本発明の課題は、少ない分析試料で高感度に再現性よく前立腺癌と前立腺肥大を識別する方法を提供することである。その解決手段としての本発明の前立腺癌と前立腺肥大を識別する方法は、前立腺特異抗原(PSA)を含む分析試料と抗フリーPSA抗体を固定化した担体を接触させて担体に固定化した抗フリーPSA抗体にフリーPSAを結合させた後、固定化した抗フリーPSA抗体にフリーPSAが結合した担体と末端シアル酸残基がα(2,3)結合でガラクトースに結合した糖鎖を特異的に認識するモノクローナル抗体を接触させて担体に固定化した抗フリーPSA抗体に結合したフリーPSAに末端シアル酸残基がα(2,3)結合でガラクトースに結合した糖鎖を特異的に認識するモノクローナル抗体を結合させ、末端シアル酸残基がα(2,3)結合でガラクトースに結合したN型糖鎖を有するフリーPSA量を測定し、得られた測定量を予め設定された前立腺癌と前立腺肥大のカットオフ値と比較することにより、カットオフ値よりも多い場合は前立腺癌であるかその蓋然性が高く、少ない場合は前立腺肥大であるかその蓋然性が高いと判定することによる。

Description

本発明は、前立腺癌と前立腺肥大を識別するための方法およびキットに関する。
前立腺癌(prostate carcinoma:以下「Pca」と略す)は男性の主要な死亡原因であることは周知の通りであり、前立腺特異抗原(prostate specific antigen:以下「PSA」と略す)はPcaに対する最も重要な腫瘍マーカーとして認識されている(非特許文献1)。PSAは約34kDaの糖蛋白で、糖鎖はその約8%を占める。Pcaの早期診断に対する血清PSAテストの有用性は既に多くの文献に記載されているが、Pcaに罹患している男性と前立腺肥大(benign prostate hyperplasia:以下「BPH」と略す)に罹患している男性の間にはグレーゾーン(gray zone)と呼ばれるPcaともBPHともどちらとも言えない領域がある(非特許文献2)。そこで2つの病変を正確に区別するための試み、例えば、PSA密度、PSA勾配、フリーPSA/トータルPSAの比などを指標にした試みがこれまで実施されてきた。しかしながら、こうした方法では2つの病変を正確に区別することは困難である。そのため、現在の血清PSAテストはPcaに特異的ではなく、感度と特異度を共に満足させる適切なカットオフ値がないことが世界的な問題となっている。

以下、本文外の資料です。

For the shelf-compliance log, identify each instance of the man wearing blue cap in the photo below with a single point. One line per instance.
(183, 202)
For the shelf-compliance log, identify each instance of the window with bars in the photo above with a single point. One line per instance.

このような背景のもと、本発明者である大山らのグループは、精嚢液から精製したPSAをN−Glycosidase Fで処理し、PSAのN型糖鎖を切り出してmatrix associated laser desorption/ionization time−of−flight(MALDI TOF)mass spectrometry(MS)によって解析することで、PSAの糖鎖として19種類を同定し、PSAの糖鎖が非常に多様性に富んでいることを明らかにした(非特許文献3)。それ以前にStameyらのグループは、PSAの糖鎖としては2本鎖で末端にシアル酸がα(2,6)結合でガラクトースに結合したN型糖鎖のみが発現していると報告していたが(非特許文献4)、末端のシアル酸はα(2,6)結合でのみでなくα(2,3)結合でガラクトースに結合しているものも約10%存在することが大山らのグループによって明らかになった。その後、大山らのグループは、PSAを糖鎖のみでなく、PSAのペプチド配列を含む状態でMS−MSによって解析することで、PSAのN型糖鎖の末端シアル酸残基は、癌化に伴い、α(2,6)結合でよりもα(2,3)結合でガラクトースに結合するものが増加することを明らかにした(非特許文献5)。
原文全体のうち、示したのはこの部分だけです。